Suppose for some \(i\in UD_{k}\), \(\mu (i)P_{i}\alpha _{k}(i)\). Since \(\mu \) Pareto dominates \(\alpha _{k}\) under P, \(\mu \) also Pareto dominates \(\alpha _{l}\) for each \(0\le l\le k-1\) due to Lemma 1. By the assumption of the lemma, \(\mu (i)=\alpha _{l}(i)\), for each \(i\in UD_{l}\) and each \(0\le l\le k-1\). Therefore, \(\mu \) Pareto dominates \(\alpha _{k}\) implies that for students who remain after removal in round-k, \(\mu \) Pareto dominates \(DA(P^{k},\succ )\) under P. So either \(\mu \) also Pareto dominates \(DA(P^{k},\succ )\) under \(P^{k}\) or for some \(i^{\prime }\) who remains in round-k, \(\mu (i^{\prime })\) is removed from \(P_{i^{\prime }}^{k}\) before round-k. In the former case, we know that for all \(i\in UD_{k}\), \(\mu (i)=DA(P^{k},\succ )(i)=\alpha _{k}(i)\). This contradicts with the assumption that \(\mu (i)P_{i}\alpha _{k}(i)\) for some \(i\in UD_{k}\). In the latter case, \(\mu \) matches some student who remains after removal in round-k with a school removed in the earlier modifications of her preference. Again by definition of the algorithm, \(\mu \) is not \(\varepsilon \)-stable. We have a contradiction. \(\square \)

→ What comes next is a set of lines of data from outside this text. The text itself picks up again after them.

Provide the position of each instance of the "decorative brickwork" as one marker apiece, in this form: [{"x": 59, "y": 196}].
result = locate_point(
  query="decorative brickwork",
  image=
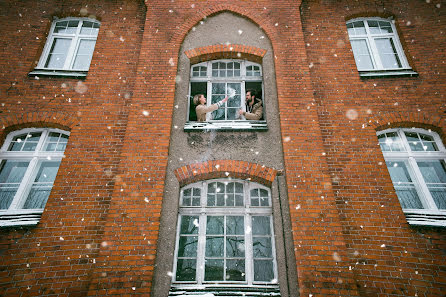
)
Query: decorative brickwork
[
  {"x": 225, "y": 168},
  {"x": 225, "y": 51}
]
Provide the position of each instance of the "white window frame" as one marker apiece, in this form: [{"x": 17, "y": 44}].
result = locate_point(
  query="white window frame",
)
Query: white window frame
[
  {"x": 430, "y": 214},
  {"x": 15, "y": 214},
  {"x": 371, "y": 45},
  {"x": 203, "y": 212},
  {"x": 242, "y": 79},
  {"x": 76, "y": 38}
]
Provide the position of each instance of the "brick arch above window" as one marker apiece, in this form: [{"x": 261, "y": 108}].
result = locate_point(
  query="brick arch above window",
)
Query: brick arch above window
[
  {"x": 38, "y": 119},
  {"x": 431, "y": 120},
  {"x": 261, "y": 19},
  {"x": 223, "y": 169},
  {"x": 225, "y": 51}
]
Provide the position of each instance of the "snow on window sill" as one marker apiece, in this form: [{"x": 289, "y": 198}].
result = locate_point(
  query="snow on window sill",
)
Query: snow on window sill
[
  {"x": 23, "y": 217},
  {"x": 387, "y": 73},
  {"x": 192, "y": 126},
  {"x": 219, "y": 290},
  {"x": 426, "y": 218},
  {"x": 63, "y": 73}
]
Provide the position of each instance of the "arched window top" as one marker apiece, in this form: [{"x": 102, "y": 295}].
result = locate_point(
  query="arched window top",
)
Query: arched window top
[
  {"x": 225, "y": 236},
  {"x": 226, "y": 68},
  {"x": 416, "y": 160},
  {"x": 376, "y": 45},
  {"x": 372, "y": 26},
  {"x": 76, "y": 26},
  {"x": 33, "y": 139},
  {"x": 225, "y": 193},
  {"x": 69, "y": 47},
  {"x": 412, "y": 140},
  {"x": 30, "y": 159}
]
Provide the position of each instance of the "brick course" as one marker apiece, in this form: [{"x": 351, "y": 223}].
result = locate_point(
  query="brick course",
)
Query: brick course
[{"x": 98, "y": 234}]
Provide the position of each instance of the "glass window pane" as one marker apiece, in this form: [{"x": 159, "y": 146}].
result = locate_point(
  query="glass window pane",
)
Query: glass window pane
[
  {"x": 187, "y": 246},
  {"x": 84, "y": 54},
  {"x": 235, "y": 270},
  {"x": 373, "y": 26},
  {"x": 263, "y": 270},
  {"x": 385, "y": 27},
  {"x": 186, "y": 269},
  {"x": 11, "y": 175},
  {"x": 235, "y": 225},
  {"x": 261, "y": 225},
  {"x": 214, "y": 270},
  {"x": 262, "y": 247},
  {"x": 189, "y": 225},
  {"x": 434, "y": 174},
  {"x": 387, "y": 53},
  {"x": 356, "y": 28},
  {"x": 58, "y": 53},
  {"x": 235, "y": 247},
  {"x": 214, "y": 246},
  {"x": 404, "y": 186},
  {"x": 414, "y": 142},
  {"x": 47, "y": 171},
  {"x": 215, "y": 225},
  {"x": 361, "y": 54}
]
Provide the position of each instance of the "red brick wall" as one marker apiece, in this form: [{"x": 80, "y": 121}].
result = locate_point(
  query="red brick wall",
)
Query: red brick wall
[
  {"x": 98, "y": 234},
  {"x": 35, "y": 261},
  {"x": 388, "y": 257}
]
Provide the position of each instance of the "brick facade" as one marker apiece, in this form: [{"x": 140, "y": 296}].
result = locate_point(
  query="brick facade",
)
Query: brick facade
[{"x": 98, "y": 234}]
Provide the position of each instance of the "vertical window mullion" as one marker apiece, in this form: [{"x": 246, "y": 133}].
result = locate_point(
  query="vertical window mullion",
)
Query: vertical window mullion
[
  {"x": 25, "y": 185},
  {"x": 74, "y": 45},
  {"x": 426, "y": 194},
  {"x": 421, "y": 186},
  {"x": 249, "y": 262},
  {"x": 201, "y": 248},
  {"x": 209, "y": 98}
]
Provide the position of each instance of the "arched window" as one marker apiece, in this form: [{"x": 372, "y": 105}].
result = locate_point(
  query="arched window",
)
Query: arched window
[
  {"x": 221, "y": 78},
  {"x": 69, "y": 47},
  {"x": 30, "y": 159},
  {"x": 416, "y": 160},
  {"x": 225, "y": 236},
  {"x": 376, "y": 45}
]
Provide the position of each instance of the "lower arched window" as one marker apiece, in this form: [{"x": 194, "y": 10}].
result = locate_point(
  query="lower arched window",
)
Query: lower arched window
[
  {"x": 30, "y": 159},
  {"x": 225, "y": 235},
  {"x": 416, "y": 160}
]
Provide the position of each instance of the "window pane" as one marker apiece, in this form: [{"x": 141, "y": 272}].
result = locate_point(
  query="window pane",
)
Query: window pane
[
  {"x": 387, "y": 53},
  {"x": 356, "y": 28},
  {"x": 361, "y": 54},
  {"x": 215, "y": 225},
  {"x": 58, "y": 53},
  {"x": 235, "y": 247},
  {"x": 262, "y": 247},
  {"x": 414, "y": 142},
  {"x": 41, "y": 188},
  {"x": 66, "y": 27},
  {"x": 263, "y": 270},
  {"x": 213, "y": 270},
  {"x": 385, "y": 27},
  {"x": 261, "y": 225},
  {"x": 214, "y": 246},
  {"x": 235, "y": 270},
  {"x": 89, "y": 28},
  {"x": 235, "y": 225},
  {"x": 189, "y": 225},
  {"x": 434, "y": 174},
  {"x": 11, "y": 175},
  {"x": 188, "y": 246},
  {"x": 84, "y": 54},
  {"x": 404, "y": 187},
  {"x": 186, "y": 269}
]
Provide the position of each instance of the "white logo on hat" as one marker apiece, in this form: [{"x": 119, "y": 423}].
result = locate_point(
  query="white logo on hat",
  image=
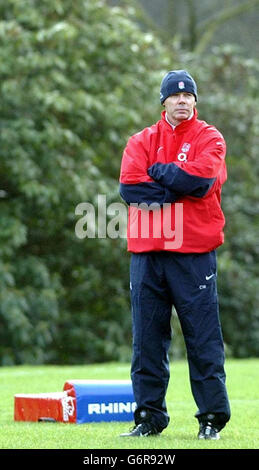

Since the case of \(k=1\) holds, by induction (due to lemma 2), for each \(k\ge 1\), if \(\mu \) Pareto dominates \(\alpha _{k}\) and is \(\varepsilon \)-stable (under the original preference profile P), then \(i\in UD_{k}\) implies \(\mu (i)=\alpha _{k}(i)\).

We now prove the theorem. Suppose there exists a matching \(\mu \) that Pareto dominates \(\alpha \) and is \(\varepsilon \)-stable. Let round-K be the last round of the \(\varepsilon \)-EADAM, which produces the eventual outcome \(\alpha =\alpha _{K}\). Since \(\mu \) Pareto dominates \(\alpha \), it Pareto dominates \(\alpha _{0},\ldots ,\alpha _{K}\). Since \(\mu \) is \(\varepsilon \)-stable, due to Lemma 2, for each \(0\le k\le K\), if \(i\in UD_{k}\), then \(\mu (i)=\alpha _{k}(i)\). That is, at matching \(\mu \), each student \(i\in I\) is matched with the seat she is removed together with. Therefore, \(\mu =\alpha \). We have a contradiction.